My husband is a pastor and our traditions have had to be very flexible so we could work around church events. As our kids were growing up, Christmas time also meant an eight to ten hour trip back to Tennessee to visit grandparents. We tried to “choose” our Christmas day rather than letting the calendar demand that it was December 25. Sometimes Christmas and church times were too close to make the Tennessee trip until after Christmas. That was when our son and daughter began their own tradition of staying up all night to watch the 24-hour marathon of “A Christmas Story.” They tell very different stories about who would finally fall asleep first. But for two very different siblings who were almost five years apart, it is still a memory that bonds them.

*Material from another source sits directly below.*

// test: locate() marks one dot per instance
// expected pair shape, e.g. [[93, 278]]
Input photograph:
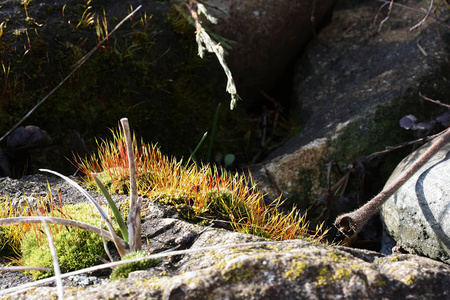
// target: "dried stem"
[[134, 215], [351, 223], [56, 267]]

One tradition we began was called “The Feast.” My son describes it as a meal where, “we eat things we wouldn’t ordinarily eat at a meal.” Even that makes me laugh. It’s basically “name your very favorite things” and, no matter what it is, we’ll put it in the feast. Combined with laughter, family time, and a Christmas movie, it is something we still do even though they are both grown with homes of their own.

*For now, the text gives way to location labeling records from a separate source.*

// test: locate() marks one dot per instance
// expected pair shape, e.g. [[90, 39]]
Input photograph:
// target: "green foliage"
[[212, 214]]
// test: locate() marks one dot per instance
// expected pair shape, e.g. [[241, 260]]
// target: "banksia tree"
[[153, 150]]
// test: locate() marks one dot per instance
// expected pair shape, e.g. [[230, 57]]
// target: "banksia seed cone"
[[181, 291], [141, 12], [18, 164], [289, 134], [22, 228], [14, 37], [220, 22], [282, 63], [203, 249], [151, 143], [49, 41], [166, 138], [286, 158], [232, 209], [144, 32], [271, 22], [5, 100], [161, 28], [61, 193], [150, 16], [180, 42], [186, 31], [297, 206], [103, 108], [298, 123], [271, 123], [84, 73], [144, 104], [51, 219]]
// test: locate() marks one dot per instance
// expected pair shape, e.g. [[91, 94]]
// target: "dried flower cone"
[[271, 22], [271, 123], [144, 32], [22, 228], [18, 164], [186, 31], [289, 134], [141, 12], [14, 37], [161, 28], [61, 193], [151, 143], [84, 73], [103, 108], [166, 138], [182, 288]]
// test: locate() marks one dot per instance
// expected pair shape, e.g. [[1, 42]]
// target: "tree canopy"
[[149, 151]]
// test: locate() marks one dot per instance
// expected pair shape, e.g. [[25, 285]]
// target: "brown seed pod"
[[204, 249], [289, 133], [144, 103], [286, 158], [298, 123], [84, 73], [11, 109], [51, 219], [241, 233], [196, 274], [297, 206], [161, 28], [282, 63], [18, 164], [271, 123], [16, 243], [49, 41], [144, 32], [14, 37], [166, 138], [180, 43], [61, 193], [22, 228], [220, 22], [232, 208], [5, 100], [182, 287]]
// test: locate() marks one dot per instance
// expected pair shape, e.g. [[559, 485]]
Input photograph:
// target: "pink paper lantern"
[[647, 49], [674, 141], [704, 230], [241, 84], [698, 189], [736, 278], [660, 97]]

And then we have “The Snowman.” It began as a joke between my husband and me. He used to grumble about “plastic things to set out in the yard during Christmas.” I started picking up every $1 giant plastic thing I could find at yard sales. “The Snowman” was the first. We had quite a collection after about 15 years. When we moved back to Tennessee, it was hard to give up “the collection,” but “The Snowman” was part of the family! Even years when sad things have happened at Christmas, including the year we didn’t even manage to get a tree up, “The Snowman” glowed near our front door.
I came home late a couple of weeks ago and there was Mr. Snowman glowing in the front yard. I started to grin. It was beginning to look a lot like Christmas.